Para la medicina china, cada órgano tiene su propia emoción y estación. Y esto se debe a que, en la visión holística oriental, el cuerpo nunca se separa de la mente.
En el Pulmón, por ejemplo, existe una conexión con la emoción del duelo, la tristeza, el abandono, la melancolía

Cuando estas emociones se apoderan de nuestra vida, la energía del Pulmón se debilita en sus funciones y esto crea bloqueos energéticos que la medicina alopática denomina con nombres de enfermedades (respiratorias, asmáticas, alérgicas, etc.).
La medicina china tiene en cuenta la relación entre el cuerpo y la psique, entre la respiración y las emociones.

En el pulmón reside el alma corpórea de las emociones, el Po. El Po es la parte material y la parte responsable de las sensaciones físicas. El pulmón nos conecta con nuestra parte más profunda y nos hace sentir la sensación de unidad, de armonía. De hecho, respirar es un acto involuntario y automático, pero también puede convertirse en un acto de conciencia que nos permite conectar el cuerpo y la mente. Te permite experimentar tu propia interioridad, tu propio mundo espiritual.

Esto es fácilmente comprobable en personas que se inician en la meditación o practican deportes alternativos como el yoga o el Tai Chi. Como enseña la filosofía taoísta, el pulmón es nuestra dimensión espiritual conectada a nuestro potencial.

A nivel físico sin duda esto tiene una repercusión muy importante: una respiración corta o bloqueada provoca la sensación de tener el pecho cerrado, garganta atragantada, disnea, rigidez muscular y si lo pensamos un momento, aumenta la sensación de dificultad para respirar que nos hace sentir tristes, enojados, impotentes o cansados. Por ello, la respiración es fundamental no sólo para la vida, sino también para todos los aspectos menos tangibles relacionados con ella. Respirar significa oxigenar los pensamientos, dar vida a los movimientos, caminar con la cabeza en alto, hacer que el Qi se mueva en todas las direcciones del cuerpo.

Por eso tenemos que preparar nuestro pulmón ahora a recuperar o fortalecer su fuerza sutil. Podemos hacerlo con varias técnicas:

La meditación, por ejemplo, la puede practicar todo el mundo, en cualquier lugar y es una herramienta que no requiere una inversión económica. Hay ejercicios de Tai Chi u Qi Gong que también se pueden aprender y realizar en casa o en un parque antes que empiece el primer frio del otoño.

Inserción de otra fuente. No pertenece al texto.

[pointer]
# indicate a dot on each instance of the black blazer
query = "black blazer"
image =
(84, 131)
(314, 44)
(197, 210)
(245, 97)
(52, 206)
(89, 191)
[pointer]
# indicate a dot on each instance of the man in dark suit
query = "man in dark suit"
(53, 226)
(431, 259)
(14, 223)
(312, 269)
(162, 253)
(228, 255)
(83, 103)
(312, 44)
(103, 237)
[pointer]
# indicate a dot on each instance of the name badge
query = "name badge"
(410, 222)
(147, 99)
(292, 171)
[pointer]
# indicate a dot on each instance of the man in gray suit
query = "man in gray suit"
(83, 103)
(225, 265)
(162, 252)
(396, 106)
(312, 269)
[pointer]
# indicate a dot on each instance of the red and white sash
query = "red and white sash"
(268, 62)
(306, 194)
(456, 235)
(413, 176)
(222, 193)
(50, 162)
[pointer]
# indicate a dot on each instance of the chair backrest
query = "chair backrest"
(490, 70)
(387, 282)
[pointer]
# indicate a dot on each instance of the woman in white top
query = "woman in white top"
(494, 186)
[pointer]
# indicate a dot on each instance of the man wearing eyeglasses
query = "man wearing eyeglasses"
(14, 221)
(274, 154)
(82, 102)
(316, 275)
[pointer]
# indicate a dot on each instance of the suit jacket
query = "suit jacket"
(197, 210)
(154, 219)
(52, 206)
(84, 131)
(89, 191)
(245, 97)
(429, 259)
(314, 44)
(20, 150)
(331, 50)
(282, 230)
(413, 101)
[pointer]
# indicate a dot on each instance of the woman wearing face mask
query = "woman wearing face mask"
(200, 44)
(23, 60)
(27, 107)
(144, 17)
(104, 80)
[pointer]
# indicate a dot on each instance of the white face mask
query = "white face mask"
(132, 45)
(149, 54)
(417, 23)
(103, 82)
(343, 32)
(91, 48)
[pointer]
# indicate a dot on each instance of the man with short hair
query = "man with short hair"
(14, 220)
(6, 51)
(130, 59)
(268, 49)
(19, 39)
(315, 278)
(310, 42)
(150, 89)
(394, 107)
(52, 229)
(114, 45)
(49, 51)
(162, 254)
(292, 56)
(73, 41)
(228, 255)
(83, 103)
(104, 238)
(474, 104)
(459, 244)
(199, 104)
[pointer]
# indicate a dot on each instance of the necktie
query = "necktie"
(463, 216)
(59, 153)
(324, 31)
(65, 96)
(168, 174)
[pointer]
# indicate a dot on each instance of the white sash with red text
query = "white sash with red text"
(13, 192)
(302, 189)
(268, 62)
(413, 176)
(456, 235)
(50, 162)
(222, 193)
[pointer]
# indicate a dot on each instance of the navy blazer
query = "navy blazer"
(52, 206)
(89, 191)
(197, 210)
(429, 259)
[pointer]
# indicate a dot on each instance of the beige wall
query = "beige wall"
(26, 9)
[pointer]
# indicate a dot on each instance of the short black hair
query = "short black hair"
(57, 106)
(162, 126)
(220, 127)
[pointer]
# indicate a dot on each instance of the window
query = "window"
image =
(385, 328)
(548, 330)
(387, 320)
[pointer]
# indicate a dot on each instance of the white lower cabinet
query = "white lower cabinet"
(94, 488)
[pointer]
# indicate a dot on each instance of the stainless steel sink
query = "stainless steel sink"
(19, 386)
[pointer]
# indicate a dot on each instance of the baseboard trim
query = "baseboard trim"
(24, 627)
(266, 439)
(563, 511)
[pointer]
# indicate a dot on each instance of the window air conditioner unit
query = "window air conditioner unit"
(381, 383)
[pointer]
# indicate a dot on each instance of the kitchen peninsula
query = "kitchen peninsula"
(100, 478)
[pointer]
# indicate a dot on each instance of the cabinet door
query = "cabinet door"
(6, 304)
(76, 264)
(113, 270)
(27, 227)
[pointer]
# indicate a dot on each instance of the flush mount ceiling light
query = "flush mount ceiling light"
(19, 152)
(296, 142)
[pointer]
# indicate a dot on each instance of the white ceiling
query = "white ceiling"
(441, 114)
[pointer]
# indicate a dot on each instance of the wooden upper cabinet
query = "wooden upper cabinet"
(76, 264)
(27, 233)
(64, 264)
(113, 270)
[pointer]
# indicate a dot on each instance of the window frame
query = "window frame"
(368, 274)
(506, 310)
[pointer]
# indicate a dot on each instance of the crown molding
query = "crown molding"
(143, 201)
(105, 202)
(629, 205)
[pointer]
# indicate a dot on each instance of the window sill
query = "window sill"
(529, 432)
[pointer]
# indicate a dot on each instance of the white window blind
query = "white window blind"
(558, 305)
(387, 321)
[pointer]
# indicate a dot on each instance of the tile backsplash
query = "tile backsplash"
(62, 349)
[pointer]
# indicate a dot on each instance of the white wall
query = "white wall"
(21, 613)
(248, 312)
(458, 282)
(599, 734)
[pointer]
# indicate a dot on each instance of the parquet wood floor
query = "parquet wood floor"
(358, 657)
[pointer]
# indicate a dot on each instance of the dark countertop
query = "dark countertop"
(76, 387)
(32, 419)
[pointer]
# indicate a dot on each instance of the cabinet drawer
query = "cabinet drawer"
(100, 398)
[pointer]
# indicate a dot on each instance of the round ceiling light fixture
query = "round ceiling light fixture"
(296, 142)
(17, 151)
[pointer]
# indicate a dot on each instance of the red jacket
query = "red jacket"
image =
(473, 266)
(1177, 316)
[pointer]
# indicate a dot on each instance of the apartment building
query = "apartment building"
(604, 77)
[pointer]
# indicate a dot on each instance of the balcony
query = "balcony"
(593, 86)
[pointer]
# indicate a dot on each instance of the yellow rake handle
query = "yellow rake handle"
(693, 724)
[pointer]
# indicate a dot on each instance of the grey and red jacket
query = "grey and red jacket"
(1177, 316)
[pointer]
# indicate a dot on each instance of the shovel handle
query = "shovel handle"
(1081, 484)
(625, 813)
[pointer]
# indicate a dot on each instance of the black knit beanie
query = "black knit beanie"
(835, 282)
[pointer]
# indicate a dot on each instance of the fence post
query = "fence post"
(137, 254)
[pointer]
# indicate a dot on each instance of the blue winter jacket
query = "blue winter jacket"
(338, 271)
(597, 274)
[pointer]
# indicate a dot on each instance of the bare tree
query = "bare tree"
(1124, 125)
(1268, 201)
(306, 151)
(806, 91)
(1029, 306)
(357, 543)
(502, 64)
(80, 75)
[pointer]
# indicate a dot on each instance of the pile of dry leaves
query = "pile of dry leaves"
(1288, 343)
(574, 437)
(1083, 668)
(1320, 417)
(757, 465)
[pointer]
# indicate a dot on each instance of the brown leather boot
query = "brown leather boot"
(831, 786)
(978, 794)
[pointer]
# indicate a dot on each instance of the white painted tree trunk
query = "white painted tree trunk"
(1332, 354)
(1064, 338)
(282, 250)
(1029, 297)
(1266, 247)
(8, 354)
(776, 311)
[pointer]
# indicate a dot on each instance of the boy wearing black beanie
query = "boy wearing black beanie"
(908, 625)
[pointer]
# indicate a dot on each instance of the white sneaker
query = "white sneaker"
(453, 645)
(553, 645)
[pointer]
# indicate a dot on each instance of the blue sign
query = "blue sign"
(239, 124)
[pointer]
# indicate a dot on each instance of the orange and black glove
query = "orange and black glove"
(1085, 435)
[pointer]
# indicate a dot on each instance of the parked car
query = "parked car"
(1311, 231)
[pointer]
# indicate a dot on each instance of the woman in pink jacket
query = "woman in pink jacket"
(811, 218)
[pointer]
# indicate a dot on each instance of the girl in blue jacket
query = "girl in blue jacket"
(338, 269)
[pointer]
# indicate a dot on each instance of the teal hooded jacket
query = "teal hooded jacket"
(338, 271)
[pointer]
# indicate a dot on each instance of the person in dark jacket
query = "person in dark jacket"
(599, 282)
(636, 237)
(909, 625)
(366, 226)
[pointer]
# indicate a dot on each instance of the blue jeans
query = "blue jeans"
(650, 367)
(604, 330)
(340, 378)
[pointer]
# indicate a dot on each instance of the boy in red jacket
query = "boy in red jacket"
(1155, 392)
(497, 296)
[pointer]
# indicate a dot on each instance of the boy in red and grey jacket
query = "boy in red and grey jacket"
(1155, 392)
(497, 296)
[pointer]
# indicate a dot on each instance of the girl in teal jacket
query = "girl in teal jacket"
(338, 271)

Y si nos gusta las plantas, podemos empezar a tomar una infusión al día por lo menos en todo el mes de septiembre.

Si no tenemos acostumbre o conocimiento del mundo herbal, podemos pedir cita con un profesional cómo el Naturópata o ir al herbolario de nuestra confianza.

Yo personalmente tomo VACCINIUM MYRTILLUS, MALVA SYLVESTRIS y HELICHRYSUM ITALICUM, eligiendo una entre ellas y tomándome una taza al día por la mañana. Esto me ayuda a preparar mi elemento Metal al cambio de estación hacia el maravilloso otoño.

Espero que esta visión holística del Pulmón os resuene de ayuda y os deje ver nuestro Maestro del Qi con nuevos ojos.